Allis & Jenuwein Nat Rev Genet review on chromatin states. Build a one-page mental map of the marks in §IV. Exercise: pull a public ChIP-seq track for H3K27ac in a tissue you know well; eyeball it against gene expression.
Schübeler 2015 Nature review (still the cleanest synthesis); then Capper et al. 2018 on methylation-based CNS tumour classification. Exercise: download an Illumina EPIC dataset from TCGA and run a quick UMAP on β-values across two tumour types.
Read the SCENIC+ paper (Bravo González-Blas et al. Nat Methods 2023). Exercise: run SCENIC+ on a published paired scRNA + scATAC dataset; identify the core regulatory circuit of a lineage you care about.
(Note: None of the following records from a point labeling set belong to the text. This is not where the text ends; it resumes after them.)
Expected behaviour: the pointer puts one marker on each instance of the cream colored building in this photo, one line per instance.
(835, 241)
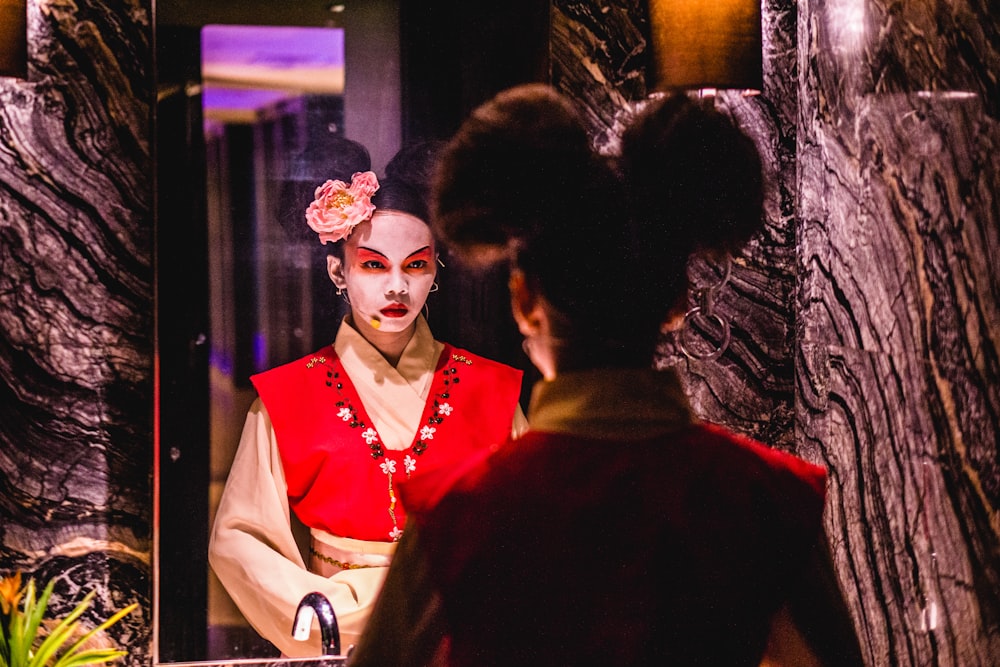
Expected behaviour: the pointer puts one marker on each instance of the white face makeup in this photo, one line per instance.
(388, 270)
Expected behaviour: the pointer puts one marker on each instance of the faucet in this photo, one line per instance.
(317, 604)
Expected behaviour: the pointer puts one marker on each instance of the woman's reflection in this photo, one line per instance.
(331, 435)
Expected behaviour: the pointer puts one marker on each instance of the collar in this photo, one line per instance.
(629, 404)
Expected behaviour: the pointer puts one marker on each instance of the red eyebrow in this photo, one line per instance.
(368, 253)
(423, 253)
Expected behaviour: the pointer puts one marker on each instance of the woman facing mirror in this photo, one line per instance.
(331, 435)
(619, 529)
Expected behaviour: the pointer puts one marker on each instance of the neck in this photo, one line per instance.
(390, 344)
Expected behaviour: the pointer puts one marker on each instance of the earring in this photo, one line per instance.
(697, 319)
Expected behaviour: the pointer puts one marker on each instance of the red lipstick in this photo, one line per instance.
(395, 310)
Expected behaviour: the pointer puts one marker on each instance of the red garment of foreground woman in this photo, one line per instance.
(620, 530)
(333, 434)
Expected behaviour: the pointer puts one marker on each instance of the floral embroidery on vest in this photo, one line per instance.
(348, 413)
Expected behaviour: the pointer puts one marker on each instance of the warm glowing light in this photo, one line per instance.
(699, 44)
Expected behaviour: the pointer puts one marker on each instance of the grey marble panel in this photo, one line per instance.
(76, 311)
(599, 55)
(899, 317)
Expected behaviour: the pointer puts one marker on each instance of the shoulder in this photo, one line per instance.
(479, 363)
(293, 369)
(769, 459)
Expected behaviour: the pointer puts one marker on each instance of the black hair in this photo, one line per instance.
(406, 184)
(607, 243)
(330, 157)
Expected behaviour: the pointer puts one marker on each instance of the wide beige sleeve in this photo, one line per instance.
(520, 424)
(254, 554)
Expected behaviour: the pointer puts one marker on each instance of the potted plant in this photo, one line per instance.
(28, 639)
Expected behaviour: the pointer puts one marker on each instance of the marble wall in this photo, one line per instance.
(866, 318)
(76, 310)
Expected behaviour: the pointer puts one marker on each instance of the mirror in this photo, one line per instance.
(234, 294)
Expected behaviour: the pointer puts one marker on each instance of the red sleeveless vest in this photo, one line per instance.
(340, 479)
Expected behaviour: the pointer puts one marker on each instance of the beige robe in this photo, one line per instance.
(252, 548)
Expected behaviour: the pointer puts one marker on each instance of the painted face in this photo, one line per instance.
(388, 270)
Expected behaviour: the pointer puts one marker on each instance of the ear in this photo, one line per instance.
(525, 304)
(335, 269)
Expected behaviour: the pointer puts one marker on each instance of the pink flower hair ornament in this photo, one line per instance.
(339, 207)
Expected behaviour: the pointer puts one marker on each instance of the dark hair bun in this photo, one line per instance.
(407, 181)
(501, 175)
(693, 178)
(330, 156)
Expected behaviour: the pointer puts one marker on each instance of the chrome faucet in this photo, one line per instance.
(316, 604)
Hanahan 2022 hallmarks update; one of the 2024–2025 plasticity reviews from §X. Exercise: take one of your own SRC subgroups (S1/S2/S3) and ask which chromatin program would distinguish them — sketch the experiment.
Read Enformer (2021), then Borzoi (Nat Genet 2025), then AlphaGenome (Nature 2026). Exercise: pick one non-coding variant from your data; score it through Borzoi (open weights) and AlphaGenome (API); compare predictions across modalities.
Read EpiFoundation; skim the recent Nature Methods review of scFMs. Exercise: load one of your own scRNA datasets into Geneformer or scGPT for zero-shot annotation, and compare to your existing labels.
Curated, not exhaustive. If you read only what is on this list and do the exercises in §IX, you will be fluent in the current literature within two months.